The lawsuit includes what appears to be an internal message from Ronaldo’s team boasting they had negotiated an ‘incredibly favourable settlement’ equivalent to a week’s wages with Real Madrid, his club at the time.
The message says Ronaldo ‘could have been jailed for life’ and could have suffered the ‘catastrophic effect’ of not being able to play in the US.
But buying Ms Mayorga’s silence had averted ‘the devastating impact such claims would have had on his personal and professional reputation, endorsement and professional opportunities’.
The message also boasted about the ‘invaluable work’ Ronaldo’s team had done and how they had ‘fully succeeded in their mission’.
Ronaldo’s girlfriend, Georgina Rodriguez, has backed him on Instagram.
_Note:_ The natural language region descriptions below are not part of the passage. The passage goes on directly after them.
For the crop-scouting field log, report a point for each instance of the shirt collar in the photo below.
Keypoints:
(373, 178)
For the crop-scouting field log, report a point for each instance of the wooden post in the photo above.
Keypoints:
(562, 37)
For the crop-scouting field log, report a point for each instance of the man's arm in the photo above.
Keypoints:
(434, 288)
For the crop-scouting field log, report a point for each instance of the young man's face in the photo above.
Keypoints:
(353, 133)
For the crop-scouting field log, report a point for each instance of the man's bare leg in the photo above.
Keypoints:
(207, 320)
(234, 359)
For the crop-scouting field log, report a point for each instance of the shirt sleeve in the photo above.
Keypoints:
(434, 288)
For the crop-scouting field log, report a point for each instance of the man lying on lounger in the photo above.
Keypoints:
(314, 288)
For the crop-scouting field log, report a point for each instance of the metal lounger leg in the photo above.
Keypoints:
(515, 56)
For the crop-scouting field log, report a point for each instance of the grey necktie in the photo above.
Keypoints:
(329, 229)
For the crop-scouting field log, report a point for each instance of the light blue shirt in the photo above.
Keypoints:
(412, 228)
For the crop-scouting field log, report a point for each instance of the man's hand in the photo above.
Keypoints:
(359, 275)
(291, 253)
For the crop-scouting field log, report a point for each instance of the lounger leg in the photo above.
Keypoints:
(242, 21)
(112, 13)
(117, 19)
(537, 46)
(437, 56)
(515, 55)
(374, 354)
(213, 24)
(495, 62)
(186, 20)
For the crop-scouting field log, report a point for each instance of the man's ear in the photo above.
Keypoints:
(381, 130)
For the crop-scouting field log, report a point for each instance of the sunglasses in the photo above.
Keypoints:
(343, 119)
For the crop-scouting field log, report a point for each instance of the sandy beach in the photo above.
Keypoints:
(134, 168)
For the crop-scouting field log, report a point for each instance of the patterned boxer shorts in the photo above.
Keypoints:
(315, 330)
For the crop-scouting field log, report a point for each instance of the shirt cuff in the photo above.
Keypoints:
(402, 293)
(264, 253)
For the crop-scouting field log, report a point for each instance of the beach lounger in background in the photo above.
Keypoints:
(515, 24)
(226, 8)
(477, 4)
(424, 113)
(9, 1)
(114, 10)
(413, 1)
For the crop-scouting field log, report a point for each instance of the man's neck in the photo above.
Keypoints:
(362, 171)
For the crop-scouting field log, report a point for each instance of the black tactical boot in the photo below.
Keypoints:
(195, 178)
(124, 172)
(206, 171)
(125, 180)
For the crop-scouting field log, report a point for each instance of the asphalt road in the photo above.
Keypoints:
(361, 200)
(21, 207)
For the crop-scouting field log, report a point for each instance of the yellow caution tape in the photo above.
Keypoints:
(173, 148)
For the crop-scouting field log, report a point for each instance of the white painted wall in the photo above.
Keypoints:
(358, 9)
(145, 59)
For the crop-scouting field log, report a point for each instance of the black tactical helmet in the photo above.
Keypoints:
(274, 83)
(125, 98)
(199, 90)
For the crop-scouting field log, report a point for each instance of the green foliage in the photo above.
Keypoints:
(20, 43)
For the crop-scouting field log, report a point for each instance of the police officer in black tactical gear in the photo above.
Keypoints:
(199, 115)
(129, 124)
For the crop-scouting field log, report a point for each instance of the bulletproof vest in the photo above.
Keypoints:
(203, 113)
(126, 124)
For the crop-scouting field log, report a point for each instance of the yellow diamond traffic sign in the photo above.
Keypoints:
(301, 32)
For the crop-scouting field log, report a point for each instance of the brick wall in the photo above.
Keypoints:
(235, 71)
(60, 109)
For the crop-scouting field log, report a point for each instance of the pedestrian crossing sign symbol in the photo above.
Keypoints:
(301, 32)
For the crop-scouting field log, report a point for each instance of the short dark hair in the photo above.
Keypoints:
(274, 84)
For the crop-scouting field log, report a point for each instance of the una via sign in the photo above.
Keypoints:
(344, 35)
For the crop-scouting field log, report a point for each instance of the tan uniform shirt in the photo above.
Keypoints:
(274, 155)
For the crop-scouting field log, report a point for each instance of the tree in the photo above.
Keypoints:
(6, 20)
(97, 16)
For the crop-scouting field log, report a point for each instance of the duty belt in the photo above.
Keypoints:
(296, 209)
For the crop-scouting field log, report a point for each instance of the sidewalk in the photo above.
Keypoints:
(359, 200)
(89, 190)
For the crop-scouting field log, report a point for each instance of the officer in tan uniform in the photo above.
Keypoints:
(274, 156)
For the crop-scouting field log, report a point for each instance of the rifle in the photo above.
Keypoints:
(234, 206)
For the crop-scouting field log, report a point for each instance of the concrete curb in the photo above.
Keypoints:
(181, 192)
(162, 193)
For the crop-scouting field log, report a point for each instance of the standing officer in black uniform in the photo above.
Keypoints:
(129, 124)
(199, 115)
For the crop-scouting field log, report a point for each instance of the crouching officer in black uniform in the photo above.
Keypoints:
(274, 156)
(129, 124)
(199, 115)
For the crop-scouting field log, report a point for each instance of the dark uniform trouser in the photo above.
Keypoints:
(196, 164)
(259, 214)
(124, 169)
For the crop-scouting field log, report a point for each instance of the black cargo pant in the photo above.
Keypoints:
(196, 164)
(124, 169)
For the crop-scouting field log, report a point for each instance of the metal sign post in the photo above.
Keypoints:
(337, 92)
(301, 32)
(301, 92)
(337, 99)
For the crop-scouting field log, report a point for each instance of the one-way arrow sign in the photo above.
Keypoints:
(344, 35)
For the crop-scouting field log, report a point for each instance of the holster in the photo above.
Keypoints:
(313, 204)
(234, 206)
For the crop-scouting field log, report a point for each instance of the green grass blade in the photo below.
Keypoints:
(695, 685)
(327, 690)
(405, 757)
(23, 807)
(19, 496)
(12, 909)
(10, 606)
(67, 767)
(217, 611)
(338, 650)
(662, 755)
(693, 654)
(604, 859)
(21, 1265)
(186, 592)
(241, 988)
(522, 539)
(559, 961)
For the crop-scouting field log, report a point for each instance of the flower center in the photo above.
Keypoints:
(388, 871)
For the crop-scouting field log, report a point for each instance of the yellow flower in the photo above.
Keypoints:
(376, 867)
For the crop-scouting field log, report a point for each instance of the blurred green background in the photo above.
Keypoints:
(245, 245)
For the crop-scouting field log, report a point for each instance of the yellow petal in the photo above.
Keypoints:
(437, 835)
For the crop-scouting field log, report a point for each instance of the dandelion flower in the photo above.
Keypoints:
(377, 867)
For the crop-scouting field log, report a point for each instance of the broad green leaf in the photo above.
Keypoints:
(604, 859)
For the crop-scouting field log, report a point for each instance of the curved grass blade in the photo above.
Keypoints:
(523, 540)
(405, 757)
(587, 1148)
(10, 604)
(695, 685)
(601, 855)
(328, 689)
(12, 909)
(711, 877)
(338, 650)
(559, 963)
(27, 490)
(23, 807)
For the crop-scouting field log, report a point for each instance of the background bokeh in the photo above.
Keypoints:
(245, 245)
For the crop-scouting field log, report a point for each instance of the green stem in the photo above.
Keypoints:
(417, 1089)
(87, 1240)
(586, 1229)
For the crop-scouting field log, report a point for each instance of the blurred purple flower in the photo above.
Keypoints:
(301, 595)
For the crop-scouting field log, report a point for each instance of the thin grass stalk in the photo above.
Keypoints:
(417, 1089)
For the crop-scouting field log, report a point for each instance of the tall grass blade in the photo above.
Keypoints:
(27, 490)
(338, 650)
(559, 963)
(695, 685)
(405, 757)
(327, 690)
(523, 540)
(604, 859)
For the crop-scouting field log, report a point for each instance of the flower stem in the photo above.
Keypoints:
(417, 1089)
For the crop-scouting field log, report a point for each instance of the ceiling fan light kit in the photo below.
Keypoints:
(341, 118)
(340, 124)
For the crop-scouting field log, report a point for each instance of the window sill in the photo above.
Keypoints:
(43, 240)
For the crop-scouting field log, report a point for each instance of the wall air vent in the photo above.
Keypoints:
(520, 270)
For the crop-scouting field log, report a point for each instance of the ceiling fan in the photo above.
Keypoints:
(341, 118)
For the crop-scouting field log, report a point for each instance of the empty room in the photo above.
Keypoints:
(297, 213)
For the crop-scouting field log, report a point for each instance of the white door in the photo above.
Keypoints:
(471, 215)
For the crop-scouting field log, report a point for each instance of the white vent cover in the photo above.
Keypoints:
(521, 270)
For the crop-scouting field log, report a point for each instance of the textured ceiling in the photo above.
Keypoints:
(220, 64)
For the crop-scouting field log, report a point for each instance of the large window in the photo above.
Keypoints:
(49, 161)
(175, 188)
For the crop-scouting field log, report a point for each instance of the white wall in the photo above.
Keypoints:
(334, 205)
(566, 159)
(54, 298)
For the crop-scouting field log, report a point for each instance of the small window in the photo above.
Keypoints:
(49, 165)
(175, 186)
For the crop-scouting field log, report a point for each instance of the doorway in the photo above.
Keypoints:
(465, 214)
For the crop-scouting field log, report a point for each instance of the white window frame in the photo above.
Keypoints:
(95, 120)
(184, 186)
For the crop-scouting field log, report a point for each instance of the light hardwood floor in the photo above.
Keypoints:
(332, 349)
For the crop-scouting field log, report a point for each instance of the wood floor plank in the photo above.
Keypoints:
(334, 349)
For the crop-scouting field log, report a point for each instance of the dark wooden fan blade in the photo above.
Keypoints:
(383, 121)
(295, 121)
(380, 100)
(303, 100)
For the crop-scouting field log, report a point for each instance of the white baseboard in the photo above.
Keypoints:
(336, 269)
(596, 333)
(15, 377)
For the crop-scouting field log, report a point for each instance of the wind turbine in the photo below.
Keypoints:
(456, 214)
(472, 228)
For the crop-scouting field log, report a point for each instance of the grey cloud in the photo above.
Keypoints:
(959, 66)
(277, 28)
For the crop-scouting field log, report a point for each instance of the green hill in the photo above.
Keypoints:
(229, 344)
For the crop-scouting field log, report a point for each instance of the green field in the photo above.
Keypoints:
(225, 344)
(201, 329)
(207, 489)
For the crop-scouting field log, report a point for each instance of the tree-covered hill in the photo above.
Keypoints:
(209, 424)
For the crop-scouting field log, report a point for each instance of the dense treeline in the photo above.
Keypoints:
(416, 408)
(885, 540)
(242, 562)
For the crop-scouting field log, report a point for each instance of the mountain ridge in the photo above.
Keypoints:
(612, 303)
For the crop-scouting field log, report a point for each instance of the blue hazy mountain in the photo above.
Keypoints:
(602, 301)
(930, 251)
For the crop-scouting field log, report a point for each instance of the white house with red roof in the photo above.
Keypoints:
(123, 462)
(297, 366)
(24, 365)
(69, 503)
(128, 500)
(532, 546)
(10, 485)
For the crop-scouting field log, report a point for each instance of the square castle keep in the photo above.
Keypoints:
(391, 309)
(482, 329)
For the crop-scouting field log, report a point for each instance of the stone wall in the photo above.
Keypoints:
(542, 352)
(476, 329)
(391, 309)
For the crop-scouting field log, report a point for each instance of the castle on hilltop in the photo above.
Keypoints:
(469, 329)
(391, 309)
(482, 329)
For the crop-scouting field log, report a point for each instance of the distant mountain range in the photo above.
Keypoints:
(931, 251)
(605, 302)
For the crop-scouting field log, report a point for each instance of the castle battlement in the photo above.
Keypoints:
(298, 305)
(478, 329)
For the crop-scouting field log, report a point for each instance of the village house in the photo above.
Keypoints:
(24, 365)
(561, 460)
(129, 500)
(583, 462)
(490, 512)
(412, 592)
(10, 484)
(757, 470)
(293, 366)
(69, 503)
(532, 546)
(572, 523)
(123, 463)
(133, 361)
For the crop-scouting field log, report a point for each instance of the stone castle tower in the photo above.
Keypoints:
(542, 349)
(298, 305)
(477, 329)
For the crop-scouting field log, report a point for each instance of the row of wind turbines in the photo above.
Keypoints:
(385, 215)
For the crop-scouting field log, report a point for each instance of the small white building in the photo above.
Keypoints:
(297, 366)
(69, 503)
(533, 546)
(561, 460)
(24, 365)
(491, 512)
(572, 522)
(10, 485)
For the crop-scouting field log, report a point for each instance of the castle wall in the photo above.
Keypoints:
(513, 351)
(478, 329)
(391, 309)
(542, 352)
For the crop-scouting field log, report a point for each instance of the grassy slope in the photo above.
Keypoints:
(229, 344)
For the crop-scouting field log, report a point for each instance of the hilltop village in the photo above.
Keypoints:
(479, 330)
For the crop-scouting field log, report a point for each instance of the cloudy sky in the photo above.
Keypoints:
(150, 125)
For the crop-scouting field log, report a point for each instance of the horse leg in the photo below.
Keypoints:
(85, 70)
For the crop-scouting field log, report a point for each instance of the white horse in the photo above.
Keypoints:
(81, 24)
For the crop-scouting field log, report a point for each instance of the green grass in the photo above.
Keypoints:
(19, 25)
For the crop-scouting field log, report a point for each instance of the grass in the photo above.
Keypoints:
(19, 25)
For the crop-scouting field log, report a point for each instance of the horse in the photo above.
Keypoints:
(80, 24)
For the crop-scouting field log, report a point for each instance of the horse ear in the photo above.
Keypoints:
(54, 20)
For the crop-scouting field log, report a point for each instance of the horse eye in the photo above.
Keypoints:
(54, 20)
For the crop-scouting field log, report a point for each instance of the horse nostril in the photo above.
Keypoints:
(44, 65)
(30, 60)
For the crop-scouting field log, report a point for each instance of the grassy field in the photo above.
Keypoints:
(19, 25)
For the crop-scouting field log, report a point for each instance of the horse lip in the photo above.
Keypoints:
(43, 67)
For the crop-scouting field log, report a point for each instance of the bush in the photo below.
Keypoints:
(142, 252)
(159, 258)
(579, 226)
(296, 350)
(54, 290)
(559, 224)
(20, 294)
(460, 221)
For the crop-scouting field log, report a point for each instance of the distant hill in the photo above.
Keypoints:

In a statement released by her lawyers yesterday Ms Mayorga said she was speaking out to ‘publicise how fixers cover up and enable sexual assaults by the wealthy and the famous’. The allegations were published by German magazine Der Spiegel, which claimed that in messages to his lawyers Ronaldo admitted Ms Mayorga told him to stop but he continued to engage in sex acts.
Ronaldo’s lawyers have said that the claims are ‘inadmissible reporting of suspicions in the area of privacy’. Nobody from the Las Vegas Metropolitan Police was available for comment.